Malgré ces critiques, l’intégration des LLM offre de nouvelles possibilités passionnantes. Sabine Hauert de l’Université de Bristol, dont le travail porte sur la conception d’agents robotiques collaboratifs, considère que les LLM apportent la « richesse » dans l’interaction individuelle des agents qui faisait auparavant défaut. Elle envisage un scénario de « le meilleur des deux mondes » : des agents hautement capables améliorés par les LLM effectuant des interactions locales, systématiquement conçus en collectifs utilisant des paradigmes établis d’intelligence en essaim. Cette convergence, estime-t-elle, pourrait conduire à des systèmes multi-agents plus robustes et sophistiqués.
Cependant, la définition même d’« agent » dans ce nouveau paysage reste controversée. Tom Dietterich de l’Université d’État de l’Oregon se demande si de nombreux soi-disant « systèmes agissants » sont vraiment des agents ou simplement des programmes informatiques complexes. Il note que les LLM, avec leur mémoire à court terme relativement petite, exigent souvent des ingénieurs qu’ils décomposent les tâches en plusieurs appels chaînés — un exercice d’ingénierie logicielle plutôt qu’une véritable autonomie. Cela soulève des préoccupations quant à l’anthropomorphisation de ces systèmes, d’autant plus que les discussions passent du remplacement des emplois individuels au remplacement d’équipes entières par des « agents ».

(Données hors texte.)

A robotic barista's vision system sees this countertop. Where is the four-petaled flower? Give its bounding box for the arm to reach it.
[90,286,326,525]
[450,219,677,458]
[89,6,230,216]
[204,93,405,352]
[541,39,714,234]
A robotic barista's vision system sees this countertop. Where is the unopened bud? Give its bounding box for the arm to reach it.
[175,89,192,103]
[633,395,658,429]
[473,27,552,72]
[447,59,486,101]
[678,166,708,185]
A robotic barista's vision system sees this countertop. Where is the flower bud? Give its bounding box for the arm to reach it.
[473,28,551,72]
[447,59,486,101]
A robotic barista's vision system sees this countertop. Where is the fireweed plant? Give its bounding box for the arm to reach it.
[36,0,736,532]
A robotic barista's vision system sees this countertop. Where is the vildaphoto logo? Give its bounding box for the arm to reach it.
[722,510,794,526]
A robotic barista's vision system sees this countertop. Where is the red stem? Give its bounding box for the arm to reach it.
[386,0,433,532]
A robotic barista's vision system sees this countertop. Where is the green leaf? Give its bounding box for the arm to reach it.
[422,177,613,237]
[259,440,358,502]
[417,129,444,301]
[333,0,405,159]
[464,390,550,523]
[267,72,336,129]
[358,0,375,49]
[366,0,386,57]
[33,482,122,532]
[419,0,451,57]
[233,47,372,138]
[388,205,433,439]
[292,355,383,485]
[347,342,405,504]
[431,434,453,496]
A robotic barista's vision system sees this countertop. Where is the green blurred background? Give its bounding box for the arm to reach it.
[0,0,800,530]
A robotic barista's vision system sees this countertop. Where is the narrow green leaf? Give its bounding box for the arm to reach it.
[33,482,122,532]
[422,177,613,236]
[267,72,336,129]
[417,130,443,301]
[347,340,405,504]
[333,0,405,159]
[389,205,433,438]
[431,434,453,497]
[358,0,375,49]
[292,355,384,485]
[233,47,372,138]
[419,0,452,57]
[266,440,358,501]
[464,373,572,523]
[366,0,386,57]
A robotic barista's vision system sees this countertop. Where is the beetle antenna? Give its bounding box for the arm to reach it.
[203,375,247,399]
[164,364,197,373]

Sanmay Das met en garde contre les pièges potentiels, rappelant un incident humoristique mais alarmant où deux anciens robots de tarification ont involontairement fait en sorte qu’un vieux manuel de biologie soit mis en vente pour 17 millions de dollars sur Amazon en raison d’une boucle de rétroaction. Il suggère qu’une dynamique similaire, mais potentiellement plus nocive, pourrait émerger avec les agents LLM, en particulier concernant la manière dont ils décident de leurs objectifs. Cela fait écho au problème du « reward hacking » dans l’apprentissage par renforcement, où les agents pourraient exploiter les failles du système pour atteindre leurs récompenses programmées, entraînant des résultats inattendus et chaotiques.
La voie à suivre, comme suggéré par Tom Dietterich et Sabine Hauert, pourrait impliquer un retrait stratégique vers des agents plus étroits et plus vérifiables. En rendant les composants individuels suffisamment contraints, il devient possible de raisonner sur leur exactitude — un défi critique pour les systèmes d’IA à large spectre. Cela pourrait conduire à un avenir où l’Intelligence Artificielle Générale (AGI) n’émerge pas d’une entité unique et monolithique, mais de l’intelligence collective de nombreux agents hétérogènes et spécifiques à des tâches. L’enthousiasme reste élevé quant au rôle que les LLM peuvent jouer pour résoudre la barrière d’interaction en langage naturel pour les systèmes humain-agent, mais les défis fondamentaux de la stratégie, de la prise de décision et de l’autonomie vérifiable persistent, garantissant que la communauté de recherche traditionnelle sur les agents a encore un travail vital à accomplir.